NFDC committed to carbon-neutral future
National Federation of Demolition Contractors sets ambitious carbon-reduction targets as part of sustainable drive
DEMONSTRATING its commitment to combating climate change amidst today’s environmental and political backdrop, NFDC have announced that its members are to phase out the use of red diesel on demolition sites and move to hydrotreated vegetable oil (HVO), a renewable diesel – or an alternative low-carbon solution.
The renewable fuel policy will apply to NFDC’s 140 accredited demolition contractors and for new members. The Federation will monitor the transition, effective from now until December 2022 when all members will be required to demonstrate their efforts to comply.
NFDC’s membership is said to account for approximately 80% of all demolition works in the UK and the switch to HVO fuel as a sustainable alternative will represent a carbon emission reduction of up to 90%, compared with conventional fuel.

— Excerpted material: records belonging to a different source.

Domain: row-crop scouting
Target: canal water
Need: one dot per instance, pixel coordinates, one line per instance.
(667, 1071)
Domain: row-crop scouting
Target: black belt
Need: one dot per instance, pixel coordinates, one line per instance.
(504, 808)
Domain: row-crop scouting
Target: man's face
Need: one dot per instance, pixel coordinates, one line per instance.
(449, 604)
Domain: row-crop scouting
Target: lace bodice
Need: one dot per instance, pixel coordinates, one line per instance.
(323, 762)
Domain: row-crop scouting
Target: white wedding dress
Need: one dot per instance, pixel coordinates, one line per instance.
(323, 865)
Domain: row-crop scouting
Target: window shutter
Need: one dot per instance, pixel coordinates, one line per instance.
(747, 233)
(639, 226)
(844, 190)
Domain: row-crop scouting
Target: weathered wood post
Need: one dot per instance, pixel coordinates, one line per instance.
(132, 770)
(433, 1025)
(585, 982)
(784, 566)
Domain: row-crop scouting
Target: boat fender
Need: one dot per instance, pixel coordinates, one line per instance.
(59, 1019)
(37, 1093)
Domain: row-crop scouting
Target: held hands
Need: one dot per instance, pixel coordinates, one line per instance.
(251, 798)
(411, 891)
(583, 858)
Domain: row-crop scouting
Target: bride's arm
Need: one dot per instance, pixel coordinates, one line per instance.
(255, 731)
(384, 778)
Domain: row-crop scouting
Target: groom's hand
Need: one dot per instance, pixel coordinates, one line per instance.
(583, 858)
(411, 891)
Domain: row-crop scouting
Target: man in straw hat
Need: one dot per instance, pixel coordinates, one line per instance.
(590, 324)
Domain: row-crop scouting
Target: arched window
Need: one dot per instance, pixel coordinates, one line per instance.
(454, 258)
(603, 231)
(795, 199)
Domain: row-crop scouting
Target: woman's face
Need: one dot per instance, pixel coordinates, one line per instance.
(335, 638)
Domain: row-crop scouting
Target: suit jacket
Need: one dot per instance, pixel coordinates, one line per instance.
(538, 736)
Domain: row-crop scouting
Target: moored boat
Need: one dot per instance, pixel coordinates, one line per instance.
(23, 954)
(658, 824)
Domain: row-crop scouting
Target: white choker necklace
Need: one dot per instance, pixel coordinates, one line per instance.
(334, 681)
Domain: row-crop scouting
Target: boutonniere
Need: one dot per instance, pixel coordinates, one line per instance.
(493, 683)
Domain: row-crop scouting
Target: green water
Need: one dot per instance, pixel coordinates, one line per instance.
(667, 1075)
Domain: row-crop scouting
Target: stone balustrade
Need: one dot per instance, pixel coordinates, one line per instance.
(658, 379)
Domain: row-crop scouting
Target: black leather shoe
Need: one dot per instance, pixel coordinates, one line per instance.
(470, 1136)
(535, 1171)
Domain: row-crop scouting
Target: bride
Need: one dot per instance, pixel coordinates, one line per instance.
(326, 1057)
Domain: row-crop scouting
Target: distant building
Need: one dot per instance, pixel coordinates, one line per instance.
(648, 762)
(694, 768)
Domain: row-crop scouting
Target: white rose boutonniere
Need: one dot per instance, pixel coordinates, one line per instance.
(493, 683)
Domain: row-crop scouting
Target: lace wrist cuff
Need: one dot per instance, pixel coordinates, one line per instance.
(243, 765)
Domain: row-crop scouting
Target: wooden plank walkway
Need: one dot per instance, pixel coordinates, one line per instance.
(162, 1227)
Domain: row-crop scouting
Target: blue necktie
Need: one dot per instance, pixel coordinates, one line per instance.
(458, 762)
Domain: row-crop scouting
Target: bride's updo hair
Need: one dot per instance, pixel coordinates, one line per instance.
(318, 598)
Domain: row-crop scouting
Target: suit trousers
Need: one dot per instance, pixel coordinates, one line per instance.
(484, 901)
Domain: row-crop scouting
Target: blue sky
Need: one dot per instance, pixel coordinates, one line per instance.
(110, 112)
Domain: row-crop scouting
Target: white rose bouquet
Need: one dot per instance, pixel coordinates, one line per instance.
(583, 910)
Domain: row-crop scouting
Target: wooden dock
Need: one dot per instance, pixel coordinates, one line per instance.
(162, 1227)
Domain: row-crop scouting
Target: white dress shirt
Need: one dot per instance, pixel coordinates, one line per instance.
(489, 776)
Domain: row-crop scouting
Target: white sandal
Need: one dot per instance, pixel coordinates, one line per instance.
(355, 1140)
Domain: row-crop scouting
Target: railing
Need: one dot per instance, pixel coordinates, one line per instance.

According to the Federation, HVO fuel is readily available and can be used as a ‘drop-in replacement’ in most modern machinery without the need for costly modifications. NFDC members will be required to demonstrate that their supply of HVO fuel comes with proof of sustainability documentation.
As the UK looks to decarbonize the economy; building low-carbon, energy-efficient infrastructure will be essential, and the demolition and construction sectors will be vital partners in achieving this.
NFDC recognizes that mandating all members to use HVO fuel, or alternative low-carbon solutions, is an important first step in the right direction and the time for action is now.
Howard Button, chief executive officer of NFDC, commented: ‘A number of our members have already adopted HVO fuel in favour of red diesel and we commend them for taking the moral, environmental and social responsibility to reduce carbon on demolition projects.
‘We are confident that our full membership will readily make the change alongside their clients, suppliers and subcontractors within the value chain.’